Half an hour after breakfast – no insects on the menu – this is exactly what it felt like on Legoland’s new ride, the Haunted House Monster Party.

Sherna Noah's daughter with lord Vampyre at the opening of Legoland's new ride
Sherna Noah’s daughter with lord Vampyre at the opening of Legoland’s new ride (Sherna Noah/PA)

We were invited to be one of the first to experience the attraction, set behind the walls of a “mysterious mansion”, which took two years to plan and build.

Unfortunately, shortly after our experience and only hours after opening, Legoland’s Haunted House sparked headlines for all the wrong reasons.

The three-minute ride was closed because of “technical issues”, but Legoland bosses say that the issues “have now been resolved.”

What’s it like?

Legoland Windsor has opened its new ride
Legoland Windsor has opened its new ride (Legoland/PA)

Painted a faded green, the house is designed to look decrepit with its windows boarded up with wooden planks. Bunting and balloon models adorn the front, luring you into a party inside.

Guests enter a room where spinning lights make you feel slightly disorientated as an on-screen vampire promises there’s “no better party in town”.

We move into his party room to sit beside a banqueting table loaded with models of cake, jelly and a cauldron. The vampire then reveals his party trick “using a fang-tastic potion to turn the house upside down”.

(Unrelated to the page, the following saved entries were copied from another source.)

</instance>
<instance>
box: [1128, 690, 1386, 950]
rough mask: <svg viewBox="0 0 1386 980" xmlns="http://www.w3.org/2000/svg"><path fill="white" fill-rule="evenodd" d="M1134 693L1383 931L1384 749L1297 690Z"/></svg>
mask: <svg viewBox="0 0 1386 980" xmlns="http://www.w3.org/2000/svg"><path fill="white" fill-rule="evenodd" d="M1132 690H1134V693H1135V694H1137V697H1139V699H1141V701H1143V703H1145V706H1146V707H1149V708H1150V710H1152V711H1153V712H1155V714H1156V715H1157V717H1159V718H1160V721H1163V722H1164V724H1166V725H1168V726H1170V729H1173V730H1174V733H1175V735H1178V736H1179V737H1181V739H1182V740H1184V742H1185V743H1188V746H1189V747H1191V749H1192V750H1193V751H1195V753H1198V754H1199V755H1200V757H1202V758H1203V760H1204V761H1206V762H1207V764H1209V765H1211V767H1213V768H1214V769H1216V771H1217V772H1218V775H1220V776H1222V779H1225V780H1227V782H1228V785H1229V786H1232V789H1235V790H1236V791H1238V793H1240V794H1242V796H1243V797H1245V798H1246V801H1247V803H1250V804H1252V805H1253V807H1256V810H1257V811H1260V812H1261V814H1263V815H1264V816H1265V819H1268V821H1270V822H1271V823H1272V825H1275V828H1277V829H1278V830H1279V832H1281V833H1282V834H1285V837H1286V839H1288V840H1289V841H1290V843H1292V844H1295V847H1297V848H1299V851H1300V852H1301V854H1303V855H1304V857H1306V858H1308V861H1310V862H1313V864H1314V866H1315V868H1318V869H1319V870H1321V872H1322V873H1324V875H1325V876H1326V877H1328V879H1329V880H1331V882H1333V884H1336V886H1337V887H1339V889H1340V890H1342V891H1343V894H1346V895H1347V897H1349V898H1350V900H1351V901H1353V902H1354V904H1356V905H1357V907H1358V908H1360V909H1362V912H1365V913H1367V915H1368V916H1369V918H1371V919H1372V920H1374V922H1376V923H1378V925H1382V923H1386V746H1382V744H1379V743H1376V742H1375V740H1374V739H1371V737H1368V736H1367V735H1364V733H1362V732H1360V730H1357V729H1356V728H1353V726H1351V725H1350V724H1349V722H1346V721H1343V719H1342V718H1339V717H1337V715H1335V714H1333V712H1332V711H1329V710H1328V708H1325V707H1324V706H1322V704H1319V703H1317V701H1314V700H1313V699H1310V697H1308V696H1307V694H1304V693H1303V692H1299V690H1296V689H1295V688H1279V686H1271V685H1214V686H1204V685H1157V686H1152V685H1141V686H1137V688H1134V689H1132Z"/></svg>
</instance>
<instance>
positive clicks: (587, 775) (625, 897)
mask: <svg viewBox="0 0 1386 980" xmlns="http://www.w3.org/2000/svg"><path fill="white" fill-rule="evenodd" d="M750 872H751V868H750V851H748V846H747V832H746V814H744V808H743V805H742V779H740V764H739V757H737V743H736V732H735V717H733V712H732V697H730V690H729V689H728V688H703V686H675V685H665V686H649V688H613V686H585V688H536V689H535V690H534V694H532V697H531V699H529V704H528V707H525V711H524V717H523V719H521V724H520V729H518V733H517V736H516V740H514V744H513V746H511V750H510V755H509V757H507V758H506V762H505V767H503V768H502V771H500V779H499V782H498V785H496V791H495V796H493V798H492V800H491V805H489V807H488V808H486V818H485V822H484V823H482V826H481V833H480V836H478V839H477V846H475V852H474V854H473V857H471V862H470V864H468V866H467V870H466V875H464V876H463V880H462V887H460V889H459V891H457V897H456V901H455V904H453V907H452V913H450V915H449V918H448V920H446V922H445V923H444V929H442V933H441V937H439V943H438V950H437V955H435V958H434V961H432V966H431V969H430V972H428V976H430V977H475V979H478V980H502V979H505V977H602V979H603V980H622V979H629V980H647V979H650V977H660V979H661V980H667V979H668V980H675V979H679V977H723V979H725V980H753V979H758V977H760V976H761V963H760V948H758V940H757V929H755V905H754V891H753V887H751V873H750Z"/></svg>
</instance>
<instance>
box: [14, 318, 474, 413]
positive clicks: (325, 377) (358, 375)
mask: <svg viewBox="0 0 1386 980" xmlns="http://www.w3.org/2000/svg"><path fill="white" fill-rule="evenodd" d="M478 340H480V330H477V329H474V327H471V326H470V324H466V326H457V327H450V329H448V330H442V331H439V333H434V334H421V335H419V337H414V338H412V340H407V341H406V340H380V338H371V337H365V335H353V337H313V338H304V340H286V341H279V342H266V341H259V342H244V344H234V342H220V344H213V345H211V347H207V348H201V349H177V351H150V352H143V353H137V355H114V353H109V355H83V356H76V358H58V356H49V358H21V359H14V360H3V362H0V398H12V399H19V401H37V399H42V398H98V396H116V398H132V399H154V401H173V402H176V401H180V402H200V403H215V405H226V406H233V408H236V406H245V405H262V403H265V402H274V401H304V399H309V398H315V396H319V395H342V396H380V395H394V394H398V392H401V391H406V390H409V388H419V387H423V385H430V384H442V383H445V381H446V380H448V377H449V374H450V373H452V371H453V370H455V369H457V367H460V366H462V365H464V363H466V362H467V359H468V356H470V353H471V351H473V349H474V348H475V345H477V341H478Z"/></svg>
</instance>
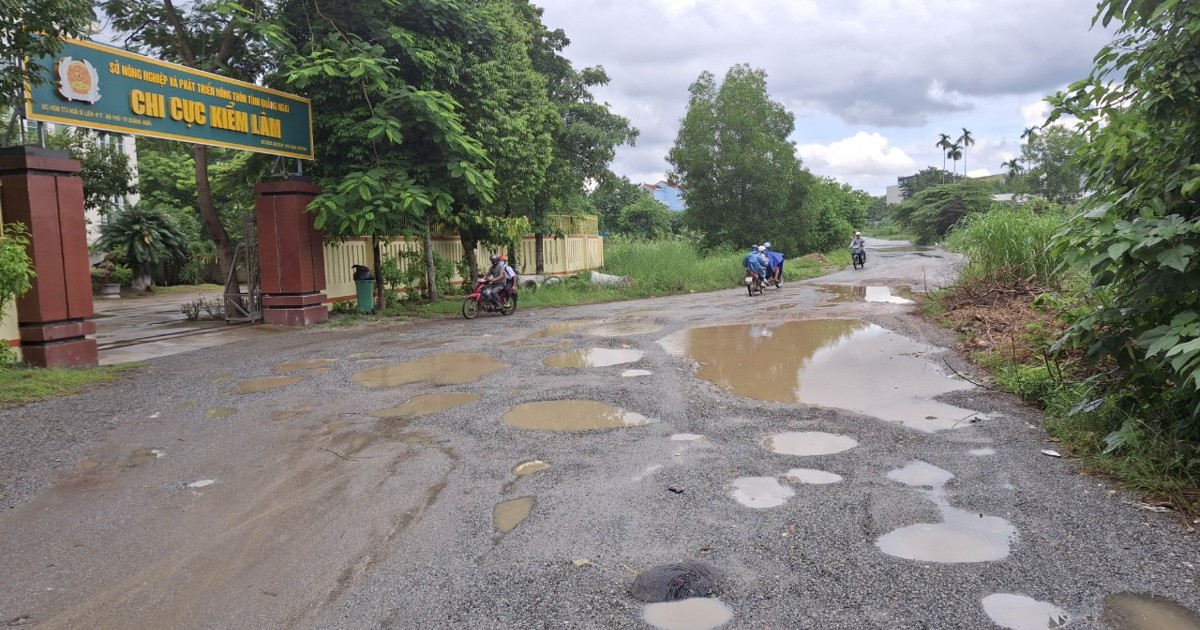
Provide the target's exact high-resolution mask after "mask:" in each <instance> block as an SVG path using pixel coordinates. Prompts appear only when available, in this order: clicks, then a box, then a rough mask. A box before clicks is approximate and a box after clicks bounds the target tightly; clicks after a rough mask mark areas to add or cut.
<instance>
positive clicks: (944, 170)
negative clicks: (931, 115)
mask: <svg viewBox="0 0 1200 630" xmlns="http://www.w3.org/2000/svg"><path fill="white" fill-rule="evenodd" d="M938 136H941V137H942V139H940V140H937V144H935V145H934V146H937V148H938V149H941V150H942V184H946V151H949V150H950V137H949V136H947V134H944V133H938Z"/></svg>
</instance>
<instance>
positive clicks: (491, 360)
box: [354, 353, 508, 388]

The ride gives guests the impression they are being spun upside down thanks to a  “unique mechanism”  – the seating arrangement starts to slowly move back and forth, whilst everything around you turns upside down.

Who will love it?

Legoland Hotel Pool
Legoland Hotel Pool (Legoland)

 The Haunted House Monster Party is a fun ride for all the family, although perhaps not the very littlest of ones. I’m a scaredy-cat when it comes to big theme park rides, so this kind of fright was just right for me.

However there is something for the very youngest to the seasoned thrill-seekers at Legoland in Windsor. My three-year-old daughter enjoyed L-Drivers, Fire Academy, and Balloon School – driving a little red car, racing a fire truck and piloting a balloon ride in Lego City.

The Duplo Valley area is also great for the youngest kids, but highlights such as Duplo Valley’s Splash Safari – where kids get soaked – only open in the summer.

A Wizard Room at the Castle Hotel in Legoland
A Wizard Room at the Castle Hotel in Legoland (Legoland)

What about older kids?

My 10-year-old loved the Atlantis Submarine – an amazingly close underwater encounter with sharks and stingrays – and a Ninjago ride where we blasted our enemies on 3D screens with lasers using our hands.

The Dragon roller coaster and S.Q.U.I.D Surfer – spinning around in the water on a Lego-style jet ski – were also firm favourites.

Where can you stay?

Legoland's Castle Hotel
Legoland’s Castle Hotel (Legoland/PA)

We stayed in Legoland’s Castle Hotel, right on its doorstep, where you can sleep in a wizard or knights’ room. With its castle-like exterior, themed wallpaper, cosy bunk-bed children’s area – complete with Lego shelf and a PlayStation loaded with Lego games – it was a treat for the kids.

You can also make use of the brilliant pool, with water slide and water canons, at the Legoland Resort Hotel, which has Ninjago and Pirate-themed rooms right next door. Sleeping upside down like a bat is optional.

How to get there

Overnight stays at the LEGOLAND Windsor Resort Hotel cost from £102 per person, with two days entry into the theme park, breakfast and early access into the park to ride the Haunted House Monster Party. Book at legolandholidays.co.uk.